But let’s move away from industries with significant capital requirements for new startups. What about gyms offering classes? If you’re running a gym with a local competitor, and they put on a new spin class at 6am, do you offer two new spin classes? I doubt it. You might offer one if you weren’t already covering that timeslot, but why would you bother offering two?

By sticking to its 65% capacity mantra, Qantas hobbled itself—it became unable to make choices and instead was forced into actions by its competitors. Unshackling itself from that figure should give Qantas the freedom it needs to make decisions that answer the fundamental question of who Qantas is, and what it means to its prospective customers.

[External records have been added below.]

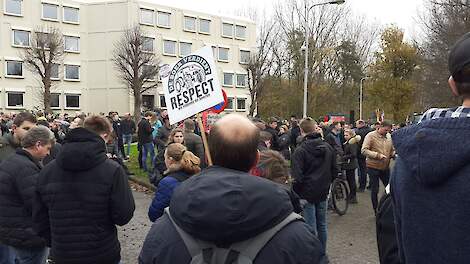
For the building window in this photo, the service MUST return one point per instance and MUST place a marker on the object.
(229, 103)
(72, 101)
(146, 16)
(169, 47)
(71, 14)
(55, 72)
(227, 30)
(147, 44)
(241, 104)
(14, 68)
(162, 101)
(72, 72)
(55, 100)
(185, 48)
(223, 54)
(241, 80)
(148, 101)
(204, 26)
(21, 38)
(15, 99)
(72, 44)
(13, 7)
(244, 56)
(163, 19)
(228, 79)
(189, 23)
(214, 52)
(240, 32)
(50, 12)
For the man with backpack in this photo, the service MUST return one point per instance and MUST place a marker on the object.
(431, 178)
(225, 215)
(313, 168)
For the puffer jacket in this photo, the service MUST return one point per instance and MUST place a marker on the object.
(225, 206)
(18, 176)
(350, 153)
(313, 168)
(164, 192)
(81, 197)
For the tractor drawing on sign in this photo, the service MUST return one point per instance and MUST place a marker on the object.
(188, 75)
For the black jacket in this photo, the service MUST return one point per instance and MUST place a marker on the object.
(128, 126)
(144, 133)
(294, 134)
(284, 145)
(363, 131)
(80, 198)
(18, 175)
(194, 144)
(237, 207)
(275, 138)
(313, 168)
(350, 154)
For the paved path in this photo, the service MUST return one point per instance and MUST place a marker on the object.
(351, 237)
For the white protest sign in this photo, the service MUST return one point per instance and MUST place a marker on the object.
(191, 85)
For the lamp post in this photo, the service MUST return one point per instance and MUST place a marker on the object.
(307, 10)
(361, 94)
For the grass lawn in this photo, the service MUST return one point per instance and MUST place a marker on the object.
(133, 164)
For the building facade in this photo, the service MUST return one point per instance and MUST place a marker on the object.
(87, 80)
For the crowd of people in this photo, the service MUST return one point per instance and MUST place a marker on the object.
(264, 199)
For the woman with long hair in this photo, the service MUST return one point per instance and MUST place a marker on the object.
(181, 164)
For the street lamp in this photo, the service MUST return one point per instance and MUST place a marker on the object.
(361, 94)
(307, 10)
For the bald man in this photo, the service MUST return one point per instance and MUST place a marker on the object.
(224, 205)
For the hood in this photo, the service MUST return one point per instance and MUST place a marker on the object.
(434, 150)
(313, 144)
(354, 140)
(224, 206)
(81, 150)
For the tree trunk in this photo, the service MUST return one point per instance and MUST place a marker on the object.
(47, 95)
(137, 105)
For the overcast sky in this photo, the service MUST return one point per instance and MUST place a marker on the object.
(403, 13)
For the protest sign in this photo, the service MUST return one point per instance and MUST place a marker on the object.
(191, 85)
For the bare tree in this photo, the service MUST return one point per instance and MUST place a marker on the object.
(136, 65)
(45, 52)
(260, 62)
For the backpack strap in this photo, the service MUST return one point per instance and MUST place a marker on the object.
(250, 248)
(198, 249)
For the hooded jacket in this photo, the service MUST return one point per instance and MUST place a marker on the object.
(80, 198)
(350, 153)
(313, 168)
(18, 175)
(430, 185)
(225, 206)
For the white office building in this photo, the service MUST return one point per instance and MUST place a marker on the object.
(87, 80)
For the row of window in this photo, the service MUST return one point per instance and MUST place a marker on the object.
(240, 79)
(170, 48)
(238, 104)
(14, 69)
(49, 12)
(191, 23)
(22, 39)
(16, 100)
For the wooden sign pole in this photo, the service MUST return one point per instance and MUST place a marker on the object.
(204, 139)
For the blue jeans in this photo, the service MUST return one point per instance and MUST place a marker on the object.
(315, 217)
(147, 148)
(6, 255)
(127, 140)
(30, 256)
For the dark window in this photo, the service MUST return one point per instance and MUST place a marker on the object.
(15, 99)
(72, 101)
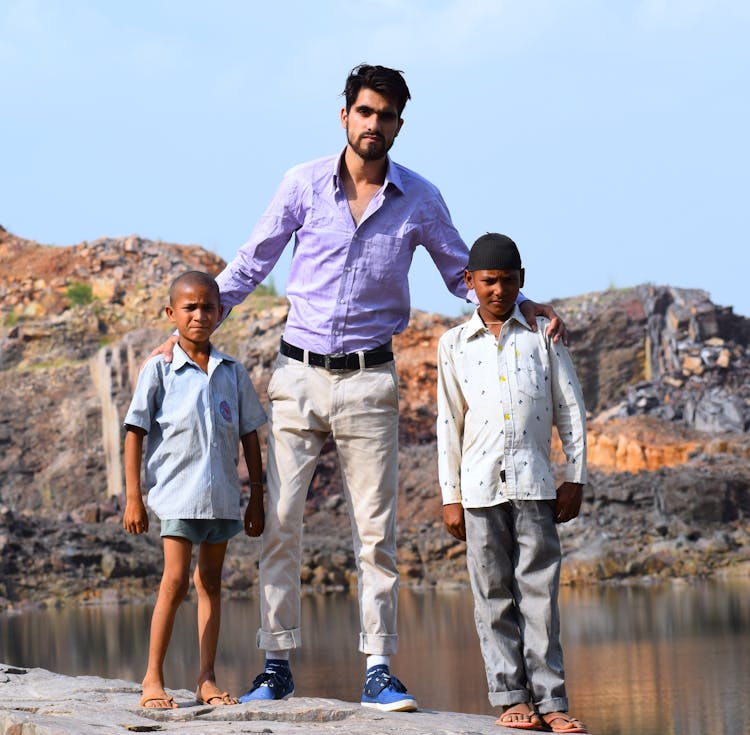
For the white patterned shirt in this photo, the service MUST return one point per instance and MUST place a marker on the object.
(497, 402)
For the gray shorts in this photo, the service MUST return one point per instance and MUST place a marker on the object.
(202, 530)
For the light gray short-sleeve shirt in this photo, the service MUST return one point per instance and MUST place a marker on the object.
(194, 421)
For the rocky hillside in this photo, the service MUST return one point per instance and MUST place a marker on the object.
(666, 376)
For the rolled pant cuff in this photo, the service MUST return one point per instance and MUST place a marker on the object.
(376, 644)
(556, 704)
(282, 641)
(505, 699)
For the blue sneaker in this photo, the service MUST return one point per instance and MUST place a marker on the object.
(274, 683)
(385, 692)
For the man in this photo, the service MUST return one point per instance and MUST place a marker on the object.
(356, 218)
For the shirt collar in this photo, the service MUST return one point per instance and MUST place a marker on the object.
(475, 325)
(180, 358)
(392, 175)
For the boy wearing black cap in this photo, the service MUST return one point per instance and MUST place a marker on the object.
(500, 389)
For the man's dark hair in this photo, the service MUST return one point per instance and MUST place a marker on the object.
(194, 278)
(387, 82)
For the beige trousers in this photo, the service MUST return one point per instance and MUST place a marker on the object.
(359, 409)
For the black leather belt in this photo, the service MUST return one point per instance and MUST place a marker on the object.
(378, 356)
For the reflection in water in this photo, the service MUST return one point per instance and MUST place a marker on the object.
(654, 661)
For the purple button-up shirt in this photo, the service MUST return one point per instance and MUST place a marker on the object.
(347, 288)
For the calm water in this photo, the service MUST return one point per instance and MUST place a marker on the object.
(653, 661)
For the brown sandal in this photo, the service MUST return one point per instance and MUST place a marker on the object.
(157, 695)
(569, 724)
(526, 718)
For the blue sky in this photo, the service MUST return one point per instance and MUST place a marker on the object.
(609, 139)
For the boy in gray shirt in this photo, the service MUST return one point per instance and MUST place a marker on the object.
(196, 411)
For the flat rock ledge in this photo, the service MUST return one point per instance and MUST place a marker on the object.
(40, 702)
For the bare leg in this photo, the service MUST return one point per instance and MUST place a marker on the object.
(207, 578)
(172, 590)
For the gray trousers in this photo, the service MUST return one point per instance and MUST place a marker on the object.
(513, 557)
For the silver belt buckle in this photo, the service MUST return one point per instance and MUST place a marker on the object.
(327, 361)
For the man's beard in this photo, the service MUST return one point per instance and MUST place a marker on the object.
(370, 150)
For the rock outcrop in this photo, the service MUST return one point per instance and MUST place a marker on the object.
(40, 702)
(665, 373)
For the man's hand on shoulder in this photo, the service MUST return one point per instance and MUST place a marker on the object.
(166, 349)
(556, 329)
(453, 517)
(568, 503)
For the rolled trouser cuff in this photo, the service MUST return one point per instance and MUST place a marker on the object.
(376, 644)
(282, 641)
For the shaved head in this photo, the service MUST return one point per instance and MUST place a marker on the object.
(193, 278)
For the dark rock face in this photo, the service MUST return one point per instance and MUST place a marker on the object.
(665, 372)
(665, 352)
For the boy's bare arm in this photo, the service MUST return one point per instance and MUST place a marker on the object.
(453, 517)
(135, 518)
(568, 503)
(254, 513)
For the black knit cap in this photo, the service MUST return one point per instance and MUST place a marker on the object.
(494, 252)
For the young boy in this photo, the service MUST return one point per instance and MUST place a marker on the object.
(196, 410)
(500, 389)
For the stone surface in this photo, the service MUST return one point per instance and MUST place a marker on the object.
(39, 702)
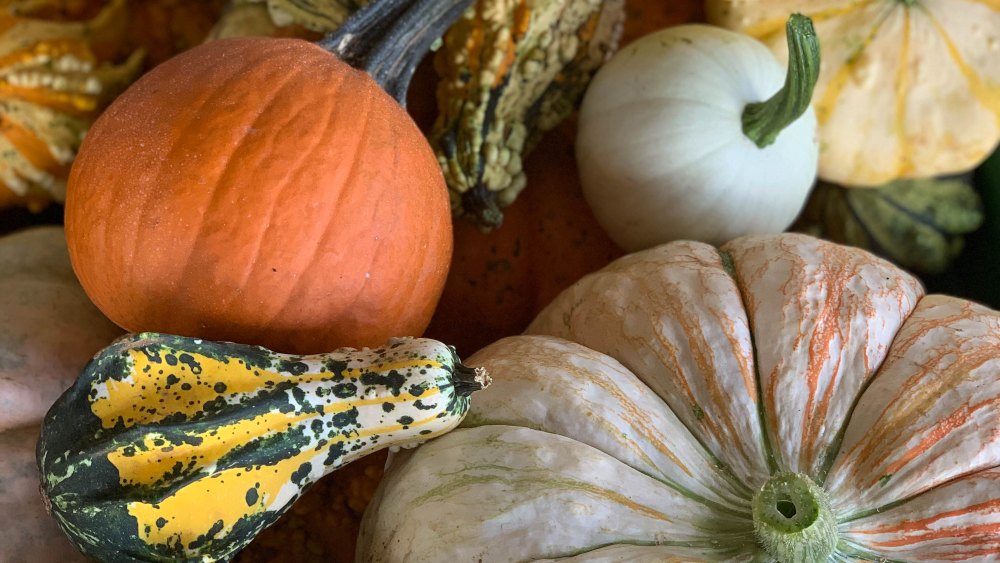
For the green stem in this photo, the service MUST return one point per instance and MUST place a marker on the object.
(793, 519)
(389, 38)
(763, 121)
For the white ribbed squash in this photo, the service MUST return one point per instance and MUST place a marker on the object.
(649, 405)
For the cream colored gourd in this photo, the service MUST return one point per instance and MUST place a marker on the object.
(48, 332)
(681, 403)
(908, 88)
(689, 133)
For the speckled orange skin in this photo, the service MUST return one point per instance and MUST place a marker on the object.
(261, 191)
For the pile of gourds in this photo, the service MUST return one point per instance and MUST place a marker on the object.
(275, 244)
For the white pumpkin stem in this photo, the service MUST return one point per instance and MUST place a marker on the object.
(793, 519)
(763, 121)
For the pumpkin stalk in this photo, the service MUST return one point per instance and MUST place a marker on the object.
(793, 519)
(388, 38)
(763, 121)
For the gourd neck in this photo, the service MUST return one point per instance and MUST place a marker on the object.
(793, 520)
(763, 121)
(389, 38)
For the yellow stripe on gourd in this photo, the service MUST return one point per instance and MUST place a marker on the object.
(905, 166)
(146, 397)
(187, 514)
(158, 456)
(768, 29)
(987, 94)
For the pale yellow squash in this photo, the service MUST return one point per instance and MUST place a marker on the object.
(908, 88)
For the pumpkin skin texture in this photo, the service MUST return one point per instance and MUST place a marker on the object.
(642, 410)
(906, 89)
(48, 332)
(258, 190)
(170, 448)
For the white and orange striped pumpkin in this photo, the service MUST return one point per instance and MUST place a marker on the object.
(781, 398)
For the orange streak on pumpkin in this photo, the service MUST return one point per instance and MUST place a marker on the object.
(957, 419)
(925, 525)
(900, 418)
(644, 431)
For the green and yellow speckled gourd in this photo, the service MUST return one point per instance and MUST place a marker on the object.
(170, 448)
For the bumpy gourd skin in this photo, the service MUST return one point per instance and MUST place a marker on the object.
(57, 78)
(173, 448)
(511, 70)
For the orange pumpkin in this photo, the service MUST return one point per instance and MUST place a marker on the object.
(259, 190)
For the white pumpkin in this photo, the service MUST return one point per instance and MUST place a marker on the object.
(689, 133)
(781, 398)
(48, 331)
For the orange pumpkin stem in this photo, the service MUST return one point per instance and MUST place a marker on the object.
(388, 38)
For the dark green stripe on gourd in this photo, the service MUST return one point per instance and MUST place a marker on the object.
(919, 224)
(172, 448)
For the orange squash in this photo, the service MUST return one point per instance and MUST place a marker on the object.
(261, 191)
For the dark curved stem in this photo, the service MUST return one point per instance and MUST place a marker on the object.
(388, 38)
(763, 121)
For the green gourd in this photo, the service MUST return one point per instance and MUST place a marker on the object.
(171, 448)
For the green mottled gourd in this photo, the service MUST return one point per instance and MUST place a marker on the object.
(170, 448)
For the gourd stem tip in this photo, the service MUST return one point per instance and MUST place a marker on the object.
(764, 121)
(468, 380)
(793, 519)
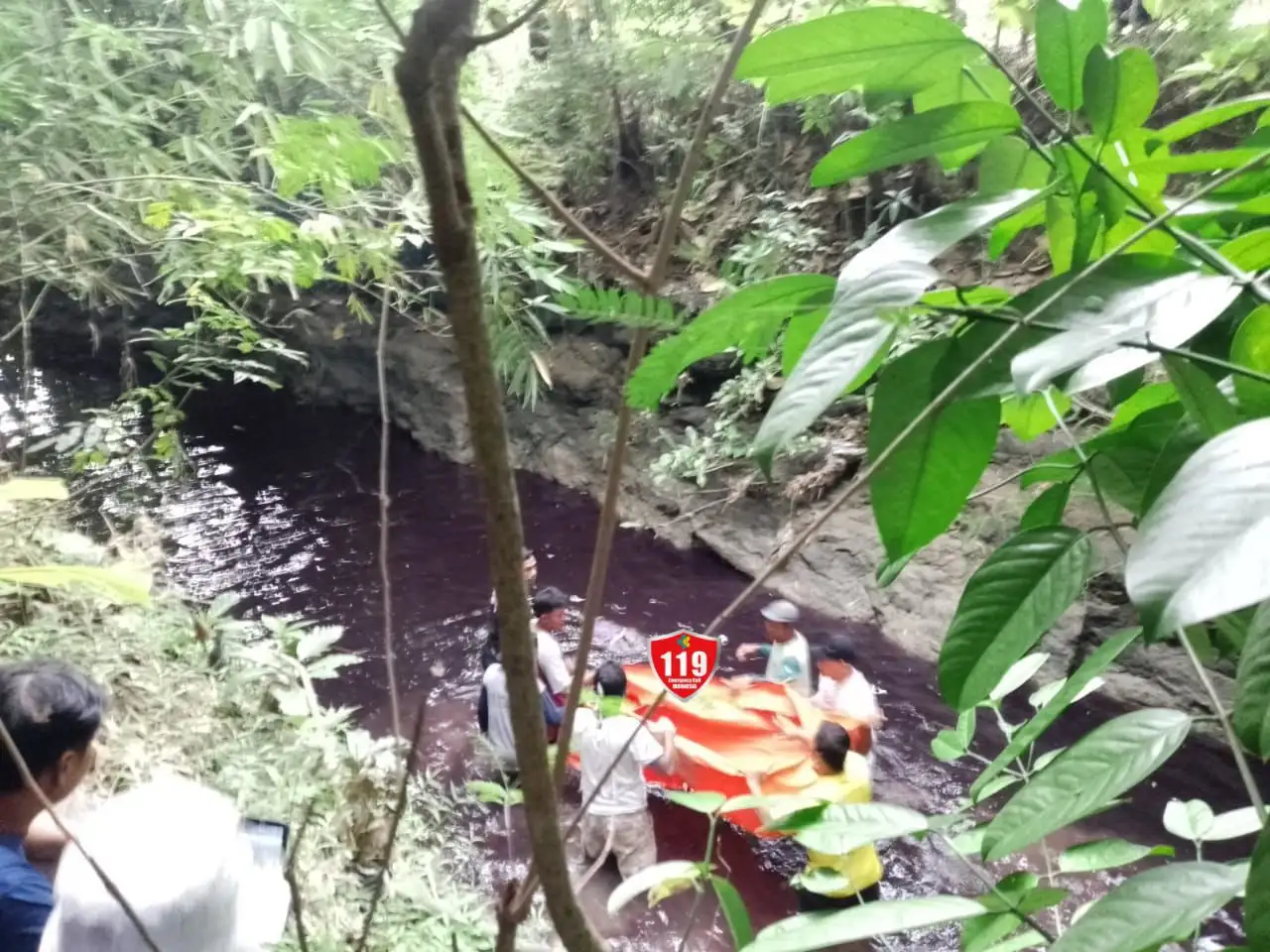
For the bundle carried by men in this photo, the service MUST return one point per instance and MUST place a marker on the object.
(733, 730)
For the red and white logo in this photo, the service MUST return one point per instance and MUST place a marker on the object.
(684, 660)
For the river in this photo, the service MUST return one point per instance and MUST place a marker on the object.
(281, 507)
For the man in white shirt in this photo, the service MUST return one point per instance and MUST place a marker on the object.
(842, 687)
(789, 658)
(617, 820)
(549, 610)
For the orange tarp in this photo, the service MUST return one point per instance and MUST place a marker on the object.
(730, 730)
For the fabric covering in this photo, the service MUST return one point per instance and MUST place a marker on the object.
(728, 731)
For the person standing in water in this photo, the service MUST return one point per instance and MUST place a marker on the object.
(842, 778)
(789, 658)
(617, 820)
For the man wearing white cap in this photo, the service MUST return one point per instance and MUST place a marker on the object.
(789, 658)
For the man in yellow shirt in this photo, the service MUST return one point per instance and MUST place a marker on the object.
(843, 778)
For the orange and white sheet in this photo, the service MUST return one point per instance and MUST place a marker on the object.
(730, 730)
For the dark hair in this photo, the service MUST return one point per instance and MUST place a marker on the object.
(837, 648)
(548, 601)
(833, 744)
(49, 708)
(611, 679)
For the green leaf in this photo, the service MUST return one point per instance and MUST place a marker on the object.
(1207, 118)
(1251, 716)
(1047, 509)
(890, 49)
(734, 911)
(30, 488)
(1167, 312)
(1202, 548)
(842, 828)
(1091, 774)
(1120, 89)
(675, 873)
(1029, 416)
(1066, 35)
(1152, 907)
(1199, 162)
(922, 486)
(1189, 819)
(1201, 397)
(1106, 855)
(1251, 349)
(1256, 900)
(912, 137)
(817, 930)
(699, 802)
(1011, 601)
(121, 585)
(748, 320)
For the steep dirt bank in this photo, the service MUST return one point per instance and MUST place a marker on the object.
(566, 439)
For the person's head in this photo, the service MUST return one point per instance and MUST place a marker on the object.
(835, 657)
(779, 620)
(549, 607)
(830, 746)
(611, 679)
(53, 714)
(177, 852)
(530, 567)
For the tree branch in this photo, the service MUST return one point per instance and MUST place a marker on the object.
(429, 79)
(508, 30)
(945, 397)
(35, 789)
(385, 503)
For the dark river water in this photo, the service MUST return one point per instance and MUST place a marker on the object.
(281, 508)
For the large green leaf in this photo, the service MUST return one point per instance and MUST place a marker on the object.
(1203, 549)
(816, 930)
(1250, 252)
(1207, 118)
(839, 829)
(888, 276)
(944, 130)
(1256, 898)
(748, 320)
(734, 911)
(1167, 312)
(1120, 89)
(1091, 774)
(1206, 405)
(1152, 907)
(1251, 716)
(920, 489)
(1011, 601)
(1066, 33)
(118, 584)
(889, 49)
(1106, 855)
(1251, 349)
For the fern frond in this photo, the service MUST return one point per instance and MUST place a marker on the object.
(617, 306)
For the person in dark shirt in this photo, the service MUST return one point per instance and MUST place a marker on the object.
(53, 712)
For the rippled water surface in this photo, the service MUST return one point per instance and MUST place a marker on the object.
(281, 507)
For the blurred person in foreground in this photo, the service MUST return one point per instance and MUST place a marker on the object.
(53, 714)
(177, 851)
(841, 880)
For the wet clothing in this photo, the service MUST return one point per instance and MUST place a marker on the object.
(861, 867)
(617, 815)
(633, 844)
(789, 662)
(494, 715)
(26, 898)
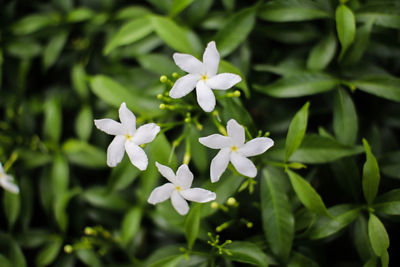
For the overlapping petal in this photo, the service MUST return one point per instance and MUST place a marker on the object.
(205, 96)
(215, 141)
(219, 164)
(211, 59)
(127, 118)
(243, 165)
(137, 156)
(256, 146)
(110, 126)
(223, 81)
(184, 85)
(146, 133)
(179, 203)
(236, 132)
(115, 151)
(198, 195)
(161, 193)
(188, 63)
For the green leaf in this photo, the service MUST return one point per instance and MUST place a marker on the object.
(82, 154)
(345, 26)
(129, 33)
(192, 224)
(235, 31)
(172, 34)
(345, 122)
(377, 235)
(277, 216)
(12, 206)
(131, 224)
(299, 85)
(371, 176)
(286, 11)
(297, 130)
(382, 86)
(53, 48)
(307, 194)
(49, 253)
(247, 252)
(342, 215)
(84, 123)
(52, 119)
(322, 53)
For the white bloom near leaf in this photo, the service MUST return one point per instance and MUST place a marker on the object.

In a straw poll of our office, I asked people what each of Australia’s three major domestic airlines—Jetstar, Virgin, and Qantas—stood for. Who were they?

Jetstar came out as ‘the cheap airline’. Virgin came out as ‘the quirky airline’. And Qantas came out as ‘the other airline you use when you can’t go with Jetstar or Virgin’.

As far as branding goes, that’s pretty woeful. And it all sheets back to this 65% capacity figure. When you look at Qantas’ most recent attempt to update its brand image, what were they trading on? Their uniform, and some market research results. Notice there’s not a single shot of economy class travellers or an economy class cabin in the ad.

Qantas doesn’t appear to have a unique voice, a clear and unambiguous value proposition that it’s willing to stand on. Seemingly, they are flying by the seat of their pants.